Şarkışla'ya düşürmesin
Allah sevdiği kulunu
Gemerek'te çevirmişler
Deniz Gezmiş'in yolunu
Yaşa Türk ordusu yaşa
Ben de şaştım böyles'işe
Ordu madalya göndermiş
Yusuf'u vuran çavuşa
Yurdun düzeni bozuldu
Yolumuz uğradı kışa
Tarihlere kayıt olsun
Nihat Erim geçti başa
Huzursuzum ki şu sıra
Sanki sarhoş yaşıyorum
Daha yüklenmen üstüme
Eskiyi zor taşıyorum.
Deniz'lerin yakalandığı günlerde anamdan gelen bir mektupla aldım bu şiiri. Birkaç kopyasını çıkardım. Avaz verdim. Yani ona bir müzik yaptım. Saz eşliğinde türkü olarak söylemeye başladım.

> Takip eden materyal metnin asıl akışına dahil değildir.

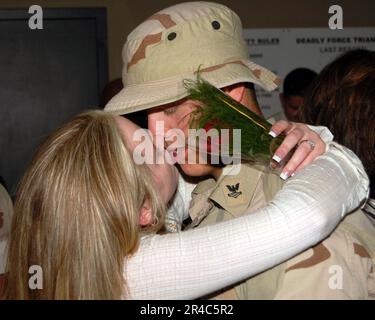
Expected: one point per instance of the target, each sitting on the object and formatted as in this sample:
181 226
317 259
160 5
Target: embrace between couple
89 215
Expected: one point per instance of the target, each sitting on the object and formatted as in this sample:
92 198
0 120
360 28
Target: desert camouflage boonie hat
173 44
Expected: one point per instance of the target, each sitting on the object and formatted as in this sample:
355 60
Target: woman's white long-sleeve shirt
194 263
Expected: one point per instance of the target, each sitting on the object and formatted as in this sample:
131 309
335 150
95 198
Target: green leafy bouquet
219 111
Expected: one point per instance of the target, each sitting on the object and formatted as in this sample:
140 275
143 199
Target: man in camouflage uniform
171 46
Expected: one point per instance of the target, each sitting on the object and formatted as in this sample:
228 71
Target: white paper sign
282 50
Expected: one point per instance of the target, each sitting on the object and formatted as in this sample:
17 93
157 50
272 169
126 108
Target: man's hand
308 144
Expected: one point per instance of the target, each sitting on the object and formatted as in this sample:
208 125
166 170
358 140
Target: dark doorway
46 77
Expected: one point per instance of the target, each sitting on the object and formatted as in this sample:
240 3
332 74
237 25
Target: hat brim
138 97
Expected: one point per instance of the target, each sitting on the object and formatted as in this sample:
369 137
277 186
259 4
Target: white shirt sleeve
178 209
194 263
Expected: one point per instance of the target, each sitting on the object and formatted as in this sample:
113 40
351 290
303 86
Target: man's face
292 106
176 115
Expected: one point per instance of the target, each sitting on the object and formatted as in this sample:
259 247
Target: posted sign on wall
282 50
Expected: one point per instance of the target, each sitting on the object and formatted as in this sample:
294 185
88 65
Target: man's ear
236 92
145 214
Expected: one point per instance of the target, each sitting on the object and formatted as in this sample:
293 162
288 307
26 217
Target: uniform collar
234 189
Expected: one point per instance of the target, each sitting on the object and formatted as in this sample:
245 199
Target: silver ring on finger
309 142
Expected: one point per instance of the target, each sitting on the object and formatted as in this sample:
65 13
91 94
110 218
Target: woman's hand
308 143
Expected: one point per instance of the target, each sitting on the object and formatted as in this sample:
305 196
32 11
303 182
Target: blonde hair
76 213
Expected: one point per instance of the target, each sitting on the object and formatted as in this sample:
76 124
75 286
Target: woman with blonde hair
87 214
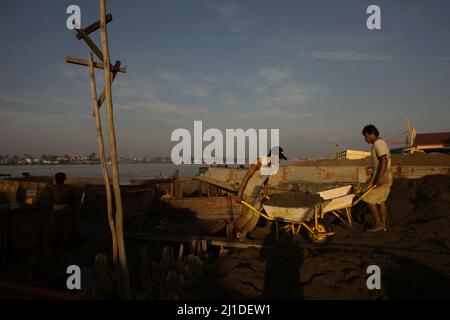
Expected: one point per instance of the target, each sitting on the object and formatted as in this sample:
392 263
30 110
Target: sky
311 69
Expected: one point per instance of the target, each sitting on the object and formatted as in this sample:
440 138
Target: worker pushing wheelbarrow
337 202
252 192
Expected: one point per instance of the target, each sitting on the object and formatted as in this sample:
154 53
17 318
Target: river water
126 171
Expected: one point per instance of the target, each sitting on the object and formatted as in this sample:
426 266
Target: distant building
352 154
425 141
430 142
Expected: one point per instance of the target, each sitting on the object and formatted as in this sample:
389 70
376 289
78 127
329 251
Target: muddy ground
414 256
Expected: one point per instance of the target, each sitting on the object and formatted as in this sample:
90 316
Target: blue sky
309 68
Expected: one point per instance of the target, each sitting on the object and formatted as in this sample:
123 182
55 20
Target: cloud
275 76
188 85
231 18
287 104
139 97
346 56
288 96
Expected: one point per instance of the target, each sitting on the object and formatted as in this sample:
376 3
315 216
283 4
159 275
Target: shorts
378 194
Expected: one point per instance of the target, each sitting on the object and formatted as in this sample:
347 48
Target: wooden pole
93 27
116 68
101 148
113 155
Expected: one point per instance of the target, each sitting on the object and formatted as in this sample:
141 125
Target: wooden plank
116 68
221 184
102 96
90 43
95 26
125 278
101 148
214 241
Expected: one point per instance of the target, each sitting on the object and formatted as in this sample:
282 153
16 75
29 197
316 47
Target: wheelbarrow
336 201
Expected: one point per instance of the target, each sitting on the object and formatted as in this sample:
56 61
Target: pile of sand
414 256
420 200
294 200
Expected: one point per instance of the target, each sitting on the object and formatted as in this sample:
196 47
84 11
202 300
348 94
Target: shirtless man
60 220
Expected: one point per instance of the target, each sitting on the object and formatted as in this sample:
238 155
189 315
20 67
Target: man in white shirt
381 178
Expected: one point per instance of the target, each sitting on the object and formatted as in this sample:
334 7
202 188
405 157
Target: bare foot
376 229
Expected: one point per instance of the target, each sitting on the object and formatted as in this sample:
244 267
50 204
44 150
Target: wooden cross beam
102 96
90 43
116 68
95 26
84 34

Bugün halkın bildiği türkünün avazı bizim özgün avazımız değildi. Şarkışla'da söylenen bir başka türkünün "Celal Oğlan Türküsü"nün avazıdır.
Bu şiirle halk türkülerinin oluşum süreçleri üstüne bazı deneyler edindik. Halkın ağzında sözcüklerin az çok değiştirildiğini hatta bazı dörtlüklerin tümden unutulduğunu ya da şiirden çıkartıldığını gördük. Örneğin Zülfü Livaneli'nin söyleyişinde yukarıdaki son iki dörtlük yoktu.
"Deniz Gezmiş Ağıdı"nı herkes biliyor. Oysa anamın daha ne güzel şiirleri vardı. Kitapta bu şiirlerle birlikte "halk kültürünün kalbi" olan Şarkışla yöresi üstüne antropolojik bir inceleme de bulacaksınız.